29
Aug
Local Pesticide Restrictions Critical to Health, Biodiversity, and Climate
(Beyond Pesticides, August 29, 2022) Does your community have a pesticide-free park managed with organic practices? Do you wish it did? If you do have an organic parks policy, do you have updated information on current practices? It is time to take action to affirm or protect our authority to shift land management in our communities to organic practices—just as the pesticide industry is lobbying to take that right away from us. Become a Parks Advocate. And, take the action below.
If your community is one of a growing number across the country that has taken action to protect its citizens and environment by adopting organic policies and practices in its public spaces, please take this opportunity to request an update on how organic land management is going or ask that the community begin transitioning to organic land management.
At the same time, be aware that the pesticide industry is seeking take away the ability of local communities to restrict toxic pesticides. Ask your Mayor/County Commissioner/Town Manager to contact your U.S. Representative and Senators, on your behalf, and tell them to oppose H.R. 7266 and support the Protect America’s Children from Toxic Pesticides Act (PACTPA), which contains a provision affirming local authority to restrict pesticides.
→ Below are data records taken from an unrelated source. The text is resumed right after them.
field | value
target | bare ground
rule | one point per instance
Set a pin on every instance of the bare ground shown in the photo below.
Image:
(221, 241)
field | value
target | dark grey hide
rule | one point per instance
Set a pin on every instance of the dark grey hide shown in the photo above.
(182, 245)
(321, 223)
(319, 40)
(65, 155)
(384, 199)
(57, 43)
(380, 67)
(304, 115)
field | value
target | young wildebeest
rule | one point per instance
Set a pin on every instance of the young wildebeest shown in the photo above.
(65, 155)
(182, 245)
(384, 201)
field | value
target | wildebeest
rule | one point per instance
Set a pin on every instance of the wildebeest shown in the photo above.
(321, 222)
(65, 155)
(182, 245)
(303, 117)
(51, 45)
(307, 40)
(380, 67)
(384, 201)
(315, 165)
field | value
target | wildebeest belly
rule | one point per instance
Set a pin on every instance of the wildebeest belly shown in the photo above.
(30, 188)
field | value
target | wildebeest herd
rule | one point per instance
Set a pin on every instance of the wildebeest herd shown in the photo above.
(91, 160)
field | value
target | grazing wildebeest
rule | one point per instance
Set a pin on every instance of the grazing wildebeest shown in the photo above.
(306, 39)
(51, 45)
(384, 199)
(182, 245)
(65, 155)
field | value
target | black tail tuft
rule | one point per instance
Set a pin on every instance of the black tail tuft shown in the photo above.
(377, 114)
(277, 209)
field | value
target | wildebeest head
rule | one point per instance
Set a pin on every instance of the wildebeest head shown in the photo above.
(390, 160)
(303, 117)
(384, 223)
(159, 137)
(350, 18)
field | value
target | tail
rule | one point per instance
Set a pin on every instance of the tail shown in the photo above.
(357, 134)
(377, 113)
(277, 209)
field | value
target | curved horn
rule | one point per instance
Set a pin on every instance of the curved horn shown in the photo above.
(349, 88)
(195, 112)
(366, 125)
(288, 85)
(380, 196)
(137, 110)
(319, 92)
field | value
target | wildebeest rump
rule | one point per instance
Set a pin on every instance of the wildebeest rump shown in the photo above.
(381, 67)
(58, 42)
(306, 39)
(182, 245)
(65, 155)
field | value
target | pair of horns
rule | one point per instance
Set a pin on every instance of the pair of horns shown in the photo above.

Please share with us pictures of your parks. Tell us why your pesticide-free parks are important to you.
If your community has not yet taken action to protect its residents and environment by adopting organic policies and practices in its public spaces.
Letter to Mayor/County Commissioner/Town Manager:
This letter contains a two-part request—first to address organic management in our community and, second, contact our elected representatives in Congress to protect our community’s right to restrict toxic pesticides.
I would like to make sure that all land (parks, playgrounds, playing fields, etc.) in our area is managed with organic practices that eliminate fossil fuel-based toxic pesticides and fertilizers. Where these practices are in place, I would appreciate a report to the community. Where organic practices are not being utilized, I request that a plan be put in place to transition—as part of a community effort to protect health and biodiversity, and to fight the climate crisis. Now is the time that we must all join together to do our part to curtail petroleum-based pesticides and fertilizers and sequester atmospheric carbon in the soil through effective organic practices.
I am also asking you to contact, on behalf of our community, our U.S. Representative and Senators to tell them to oppose H.R. 7266 and support the Protect America’s Children from Toxic Pesticides Act (PACTPA), which contains a provision affirming local authority to restrict pesticides. We need your voice to be heard on behalf of all residents of our community to protect our health and biodiversity, and fight the climate crisis. Transitioning away from fossil fuel-based pesticides and fertilizers through the restriction of toxic pesticides and the adoption of organic practices is critically important to our health now and future sustainability.
Thank you and I look forward to hearing from you.